I’m going to start off by telling you a little about what we did yesterday afternoon and evening after I posted about St. Bart’s. We were hanging out on our verandah after having a lovely day on the island, and at one point we heard a loud “Pssssshhhhh”. Looking over the side, we saw a huge mother humpback whale and her baby swimming alongside the ship. We yelled so that others who might have been on their verandahs could also take a look, and at least one other person saw what we were looking at. Unfortunately, we didn’t get a chance to take any photos — we were too stunned by what we saw.

Last night was a lot of fun. We ate at the Terrace rather than at Toscana, and we were able to join our trivia team. We’ve now won a couple nights in a row, and have also gotten several second place wins as well. This morning we awoke slightly later than usual for our day at Virgin Gorda, British Virgin Islands. Virgin Gorda is a stone’s throw from Tortola, which we visited earlier in the cruise. From the island, you can see St. John’s and St. Thomas in the U.S.V.I., as well as many of the smaller British Virgin Islands.

We took the tender over to Spanish Town, the main port on this sparsely populated (5,000 people) island. We got on a tour bus that was surprisingly similar to the open air trucks we used in Africa, and went to the highest point of the island to take a look around. We stopped a place called “The Mine Shaft” on the way back down to have some drinks (the omnipresent rum punch), and take in the views. We then traveled on to the site that the island is known for — The Baths. This is an area where a lot of HUGE house-sized granite boulders are strewn around a beach area, and you have to climb through and beneath them to get to the beach. It’s a lot of fun, although Barb was unable to join me due to her knee issues.
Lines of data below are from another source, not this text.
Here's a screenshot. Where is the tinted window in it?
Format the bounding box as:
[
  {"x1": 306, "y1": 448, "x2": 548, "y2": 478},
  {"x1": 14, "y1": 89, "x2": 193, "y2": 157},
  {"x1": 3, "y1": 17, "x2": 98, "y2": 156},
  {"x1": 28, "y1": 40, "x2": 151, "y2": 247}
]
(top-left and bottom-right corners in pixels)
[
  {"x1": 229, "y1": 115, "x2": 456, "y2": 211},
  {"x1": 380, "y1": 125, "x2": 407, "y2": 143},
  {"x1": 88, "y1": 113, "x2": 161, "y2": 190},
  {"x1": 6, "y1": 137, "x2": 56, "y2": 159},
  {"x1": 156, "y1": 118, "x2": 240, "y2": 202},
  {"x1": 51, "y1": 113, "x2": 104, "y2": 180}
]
I went all the way over to Devil’s Beach, which is a nice snorkeling area surrounded by more o the large boulders, and then returned to the bar at the top of the hill. Barb was there with a couple who are professional photographers — the man is named “Steve” so he’s obviously a nice guy — and we had a few drinks. I walked down to the beach again to grab a bag of sand for my friend Paige Hoebel, and then we were ready to head on back to the ship. We had missed our bus, but the driver had come back and was waiting for us. He took the other couple under his wing, and we all headed back to the port to catch a tender back to the ship. This was our last tender trip; we now have two days at sea before arriving back at Miami for our trip back home.

Virgin Gorda is a nice little island; it seems fairly laid back, the poverty is under control, and the people are really nice. I think the last two ports on this trip — Virgin Gorda and St. Bart’s — were really the nicest. I’d come back to either of them in a heartbeat. We’ll sail for Miami here in a few hours, and we’ll be sure to let you know what we do over the next two days on board.